JayBizzle/Crawler-Detect

Bots with love from Russia

antonydevanchi opened this issue · 3 comments

Lines extracts from a few websites in Russia with high traffic.
Each suggested line checked with «User agent is NOT a bot» result.

Sample sources.

@JayBizzle please, approve list and after your «OK» i'll send PR.

Confirmed

Suspicious

  • AppleCoreMedia/1.0.0.15E216 (iPhone; U; CPU OS 11_3 like Mac OS X; ru_ru)

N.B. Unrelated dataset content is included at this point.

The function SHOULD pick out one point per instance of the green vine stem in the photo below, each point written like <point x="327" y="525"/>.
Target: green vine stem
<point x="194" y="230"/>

  • U7IA53O8WRQLP5HTN36O 520895322210219123 178783837217128874 128152866426197781 170646164760074160 897891597049094717 10798953746823634 865980663587406199 83960315279034295 50879782656773070 425389085694464584 520832197366222982 566888253833316094 497618096526395537 425659151411788951 494971665505918016 870530337619880183 349139421128410017 627636913921908195 757052309832051516 923961866520554027 Mozilla/5.0 (X11; Linux x86_64) AppleWebKit/537.36 (KHTML, like Gecko) Chrome/71.0.3578.98 Safari/537.36

  • P5IFYN4 466155777352526040 187582494976457628 205329424338575162 290476900380796124 777992341037289367 321980071372304533 644559670148391318 Mozilla/5.0 (X11; Linux x86_64) AppleWebKit/537.36 (KHTML, like Gecko) Chrome/71.0.3578.98 Safari/537.36

  • Mozilla/4.0 (compatible; MSIE 8.0; Windows NT 6.1; Trident/4.0; MRSPUTNIK 2, 4, 0, 386; SLCC2; .NET CLR 2.0.50727; .NET CLR 3.5.30729; .NET CLR 3.0.30729; Media Center PC 6.0; .NET4.0C; BRI/2; AskTbFXTV5/5.14.1.20007)

  • Mozilla/4.0 (compatible; MSIE 7.0; Windows NT 5.1; Pivim Multibar; MRSPUTNIK 2, 4, 0, 171; MRA 5.7 (build 03796))

Happy with the ones I have ticked 👍

Any more information on the AppleCoreMedia bot?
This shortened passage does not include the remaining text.